2017年のレインボー・リール東京にて、kikiを扱ったドキュメンタリー『キキ -夜明けはまだ遠く-』(2016年)が上映された。
ワイを演じるレイナ・ブルームはトランスジェンダーのモデルでkikiにも参加していたということで自伝的な作品なのかなとも思うけれど、主人公はあくまでもポールらしい。ポールの目から見たムーブメントということだろうか。

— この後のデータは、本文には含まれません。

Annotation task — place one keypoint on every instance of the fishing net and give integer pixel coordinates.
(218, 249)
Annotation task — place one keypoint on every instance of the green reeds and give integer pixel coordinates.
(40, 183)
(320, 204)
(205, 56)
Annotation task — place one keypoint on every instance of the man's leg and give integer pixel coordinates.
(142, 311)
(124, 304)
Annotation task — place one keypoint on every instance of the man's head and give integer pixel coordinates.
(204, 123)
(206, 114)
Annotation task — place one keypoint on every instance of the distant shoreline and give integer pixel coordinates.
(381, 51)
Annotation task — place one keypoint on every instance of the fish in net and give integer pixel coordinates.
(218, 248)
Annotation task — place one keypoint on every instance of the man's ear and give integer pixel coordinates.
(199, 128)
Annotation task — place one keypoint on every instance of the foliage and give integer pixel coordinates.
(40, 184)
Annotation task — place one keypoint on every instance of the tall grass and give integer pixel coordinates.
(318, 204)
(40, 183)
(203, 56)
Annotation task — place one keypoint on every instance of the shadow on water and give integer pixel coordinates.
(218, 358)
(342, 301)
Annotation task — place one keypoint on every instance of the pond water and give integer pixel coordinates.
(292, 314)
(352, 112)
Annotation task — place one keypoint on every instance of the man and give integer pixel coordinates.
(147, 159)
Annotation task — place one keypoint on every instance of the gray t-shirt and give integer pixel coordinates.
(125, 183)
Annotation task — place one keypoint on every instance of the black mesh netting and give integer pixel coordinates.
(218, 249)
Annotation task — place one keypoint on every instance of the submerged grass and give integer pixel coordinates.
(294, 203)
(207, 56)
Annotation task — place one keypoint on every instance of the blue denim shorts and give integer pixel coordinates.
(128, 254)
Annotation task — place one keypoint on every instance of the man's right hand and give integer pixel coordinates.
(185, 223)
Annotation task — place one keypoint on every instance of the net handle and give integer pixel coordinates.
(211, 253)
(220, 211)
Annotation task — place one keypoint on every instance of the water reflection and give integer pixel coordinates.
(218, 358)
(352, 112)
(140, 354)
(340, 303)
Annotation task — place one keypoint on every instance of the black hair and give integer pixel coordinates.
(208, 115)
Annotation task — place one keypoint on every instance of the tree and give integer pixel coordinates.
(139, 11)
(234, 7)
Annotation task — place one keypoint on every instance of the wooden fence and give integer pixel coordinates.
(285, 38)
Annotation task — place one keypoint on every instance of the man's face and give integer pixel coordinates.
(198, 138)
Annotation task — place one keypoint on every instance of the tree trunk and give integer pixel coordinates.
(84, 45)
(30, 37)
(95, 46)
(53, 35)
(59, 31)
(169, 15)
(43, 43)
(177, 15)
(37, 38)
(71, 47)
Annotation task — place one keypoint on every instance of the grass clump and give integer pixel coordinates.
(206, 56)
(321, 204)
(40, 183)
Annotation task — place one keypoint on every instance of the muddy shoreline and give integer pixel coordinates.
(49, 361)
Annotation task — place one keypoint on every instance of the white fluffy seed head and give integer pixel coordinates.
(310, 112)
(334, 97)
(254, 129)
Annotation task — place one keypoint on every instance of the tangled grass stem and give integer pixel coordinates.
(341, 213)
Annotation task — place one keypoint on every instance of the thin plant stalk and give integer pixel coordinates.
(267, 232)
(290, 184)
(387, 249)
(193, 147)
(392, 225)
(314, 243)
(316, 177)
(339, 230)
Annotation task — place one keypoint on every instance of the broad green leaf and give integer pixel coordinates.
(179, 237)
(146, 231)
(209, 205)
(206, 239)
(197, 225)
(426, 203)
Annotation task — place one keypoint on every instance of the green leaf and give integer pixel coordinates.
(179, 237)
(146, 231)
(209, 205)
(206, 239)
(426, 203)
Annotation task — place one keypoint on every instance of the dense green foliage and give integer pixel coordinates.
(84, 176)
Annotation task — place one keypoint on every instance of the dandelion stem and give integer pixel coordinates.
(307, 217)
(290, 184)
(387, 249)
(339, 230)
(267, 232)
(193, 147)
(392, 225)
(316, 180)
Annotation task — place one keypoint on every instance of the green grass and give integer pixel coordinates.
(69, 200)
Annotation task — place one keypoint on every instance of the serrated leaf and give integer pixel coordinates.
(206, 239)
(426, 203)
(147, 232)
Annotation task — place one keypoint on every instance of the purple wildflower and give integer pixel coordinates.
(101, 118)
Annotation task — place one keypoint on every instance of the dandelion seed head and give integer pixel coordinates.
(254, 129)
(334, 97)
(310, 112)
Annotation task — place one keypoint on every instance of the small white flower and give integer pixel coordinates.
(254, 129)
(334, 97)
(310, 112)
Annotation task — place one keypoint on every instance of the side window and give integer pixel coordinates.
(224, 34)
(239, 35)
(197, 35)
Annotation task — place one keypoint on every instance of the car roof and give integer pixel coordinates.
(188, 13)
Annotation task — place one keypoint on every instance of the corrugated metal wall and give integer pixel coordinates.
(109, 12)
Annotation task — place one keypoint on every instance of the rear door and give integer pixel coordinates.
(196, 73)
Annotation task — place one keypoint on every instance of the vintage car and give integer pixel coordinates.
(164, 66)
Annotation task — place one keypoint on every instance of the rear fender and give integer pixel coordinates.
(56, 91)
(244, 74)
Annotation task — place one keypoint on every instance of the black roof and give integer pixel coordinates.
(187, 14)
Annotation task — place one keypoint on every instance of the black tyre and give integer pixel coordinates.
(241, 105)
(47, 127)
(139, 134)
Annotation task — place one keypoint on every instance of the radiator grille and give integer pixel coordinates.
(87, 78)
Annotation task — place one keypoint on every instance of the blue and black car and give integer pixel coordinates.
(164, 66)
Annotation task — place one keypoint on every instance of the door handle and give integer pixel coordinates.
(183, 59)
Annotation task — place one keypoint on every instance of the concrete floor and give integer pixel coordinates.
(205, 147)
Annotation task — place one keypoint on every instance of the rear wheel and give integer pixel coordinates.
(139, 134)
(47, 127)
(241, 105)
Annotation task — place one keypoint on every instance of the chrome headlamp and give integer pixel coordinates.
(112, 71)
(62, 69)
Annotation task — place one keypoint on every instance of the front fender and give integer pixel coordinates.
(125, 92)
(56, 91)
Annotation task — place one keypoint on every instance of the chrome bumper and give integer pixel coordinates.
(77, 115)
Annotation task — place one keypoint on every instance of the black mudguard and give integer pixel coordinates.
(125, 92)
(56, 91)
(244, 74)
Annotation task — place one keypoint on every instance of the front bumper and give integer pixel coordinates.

まったくのインディーズ作品で、日本公開は望めないと思っていたけれど、エグゼクティブ・プロデューサーにマーティン・スコセッシの名前もあるらしいのでちょっと期待。
ロドリゴ・テイクセラ(『ウィッチ』の製作)のRT Featuresと、マーティン・スコセッシのSikelia Prods.が新しい才能を発掘するべく2014年に合併したらしい。
ただ、本国でも公開の予定が出ていない。撮影は終了している。

『Inside No.9』Series5
ドラマシリーズのシーズン5にゲスト出演とのこと。他にもジェナ・コールマン、マキシン・ピーク、ジル・ハーフペニー、デヴィッド・モリッシーもゲスト出演するらしいので、一話完結ドラマで一話だけに出ると思われます。
BBC Twoにて放送。海外のNetflixでは配信があるようですが日本ではありません。
コメディとのことだけれど、コメディするのはレギュラー組だけでゲストはシリアスをやらされるのではないかとも思う。でも本当にコメディだったらとても観たい。
S1から全て6エピソードずつ。S1が2014年2月、S2が2015年3月、S3が2016年12月、S4が2018年1月と放映時期が一定ではないのでいつなのか不明。


【バリー・コーガン】

『アメリカン・アニマルズ』
大学生たちが図書館からヴィンテージの画集を盗んだ実話。バリーは犯人グループの一人スペンサーを演じる。他、メンバー役としてエヴァン・ピーターズ。実際の犯人たちも出ているらしい。
日本でも5/17に公開が決まっている。
去年の6月7月くらいからシンガポール、タイなどで上映が始まり、アメリカは8月、イギリスは9月に上映された。

『Black'47』
1945年〜1849年にアイルランドで起こったジャガイモ飢饉の話。タイトルから1847年の話だと思われる。イングランドの政策が要因だったらしい。
バリーは理想主義の若い英国兵のホブソン役。
去年9月にアイルランド、イギリス、アメリカで公開。
日本では公開されなさそう…と思っていたけれど、ジム・ブロードベントやフレディ・フォックスが出ている。

『Chernobyl』
タイトル通り、1986年のチェルノブイリ原発の事故の話。テレビドラマで全5回。バリーはそのうち一話に出演。
アメリカで今年5月に放送されるとのこと。

『Calm with Horses』
こちらもアイルランドが舞台。製作国はイギリス。
元ボクサーが麻薬ディーラーのディバーズ家の用心棒になるが…という話らしい。バリーはボクシングをやっているのでボクサー役なのかと思ったけれど、それは違う方。写真を見る限り、髪を金色に染めてガラが悪そうなので、ディバーズ家の一員ではないかと思われます。

『Y』
2020年アメリカで放送予定の全8話のドラマ。バリーはそのうちのどれか1話に出るようですが、名前など不明。パイロット役とのこと。
ブライアン・K・ヴォーンの『Y:The Last Man』というアメコミが原作。ヨリックという主人公とアンパサンドという猿以外、世界中からオス(y染色体。それがタイトルらしい)がいなくなってしまう…という話。
けれど、出演者を見ると男性が何人かいる。消える事件が起きる前のことだろうか。だとすると、出るのは最初の1話もしくは最後の1話だろうか。